The insurance company was way ahead of me here. The policy came with an ALL-CAPS “No Inflation” guarantee, rather a timely fillip. If Fred’s crematorium emporium charges twice as much  when the call comes for me, the insurance company will cover the difference.

What — you again?? Hey, I’m out of popcorn. Could you —?

So: in one day I beat the funeral racket, stopped inflation, and eased the mind of The Fair Wendy to boot.

And had some interesting dreams. When I jerked awake, the keyboard rubbing against my cheek, the first thing that came to mind was another limerick:

When I go, let me go in  simplicity.
With oppression and war less complicity.
So the man in all black
On the day he comes back
May find in me a certain felicity.

7 thoughts on “I Now Know What Happens After We Die. (And Even How Hot Hell Is.)”

  1. I found some of your remarks very funny. I have a request Friend, if you are inclined. Would you write a limerick in which the Bringer of Death is female? I’L MHO ‘Twould be oddly unique and perhaps just as enchanting.

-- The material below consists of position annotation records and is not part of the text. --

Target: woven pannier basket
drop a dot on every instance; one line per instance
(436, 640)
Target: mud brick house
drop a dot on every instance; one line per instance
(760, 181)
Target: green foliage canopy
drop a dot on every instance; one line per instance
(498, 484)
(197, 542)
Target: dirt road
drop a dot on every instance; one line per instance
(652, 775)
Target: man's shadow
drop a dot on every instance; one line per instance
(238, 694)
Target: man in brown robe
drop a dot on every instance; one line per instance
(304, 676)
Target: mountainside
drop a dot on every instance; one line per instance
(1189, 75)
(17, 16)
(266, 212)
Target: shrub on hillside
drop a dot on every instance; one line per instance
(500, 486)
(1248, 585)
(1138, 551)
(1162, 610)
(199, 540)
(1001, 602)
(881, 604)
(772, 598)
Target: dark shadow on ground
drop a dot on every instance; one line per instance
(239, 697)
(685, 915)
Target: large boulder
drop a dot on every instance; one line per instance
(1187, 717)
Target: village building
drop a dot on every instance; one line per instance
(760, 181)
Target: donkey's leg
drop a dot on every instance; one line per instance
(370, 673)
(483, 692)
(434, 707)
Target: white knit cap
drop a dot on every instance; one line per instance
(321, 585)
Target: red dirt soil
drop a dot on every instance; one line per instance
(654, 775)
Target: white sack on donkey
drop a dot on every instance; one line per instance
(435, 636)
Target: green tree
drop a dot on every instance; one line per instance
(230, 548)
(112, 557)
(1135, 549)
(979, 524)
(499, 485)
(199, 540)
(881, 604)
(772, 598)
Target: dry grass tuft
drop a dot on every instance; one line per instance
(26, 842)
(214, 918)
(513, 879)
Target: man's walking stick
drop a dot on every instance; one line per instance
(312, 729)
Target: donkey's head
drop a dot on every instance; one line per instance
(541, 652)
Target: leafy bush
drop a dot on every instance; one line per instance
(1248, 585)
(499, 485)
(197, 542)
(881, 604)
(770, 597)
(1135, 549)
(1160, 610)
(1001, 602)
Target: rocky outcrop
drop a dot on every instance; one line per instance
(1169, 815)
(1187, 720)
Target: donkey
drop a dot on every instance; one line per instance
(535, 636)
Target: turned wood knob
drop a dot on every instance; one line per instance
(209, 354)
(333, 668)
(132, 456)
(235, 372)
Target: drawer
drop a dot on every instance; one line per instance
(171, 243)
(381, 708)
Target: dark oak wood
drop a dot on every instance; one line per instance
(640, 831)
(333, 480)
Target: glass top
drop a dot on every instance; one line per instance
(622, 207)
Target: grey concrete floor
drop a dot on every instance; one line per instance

    1. Well, sure, why not? This is a bit rushed, but:

      The woman who knocked was named Death.
      She muttered something under her breath.
      She moved here from Yonkers,
      But then she went bonkers,
      And now goes around selling meth.

  2. A few years ago I got an interesting glimpse into cultural adaptation. A man from an expat Indian family had died. If in India, the body would have been burned on a funeral pyre and the fire would have been lit by the oldest son. No such option here. The body went to a crematorium and the family had a suitable Hindu service there with the oldest son pressing the Start button.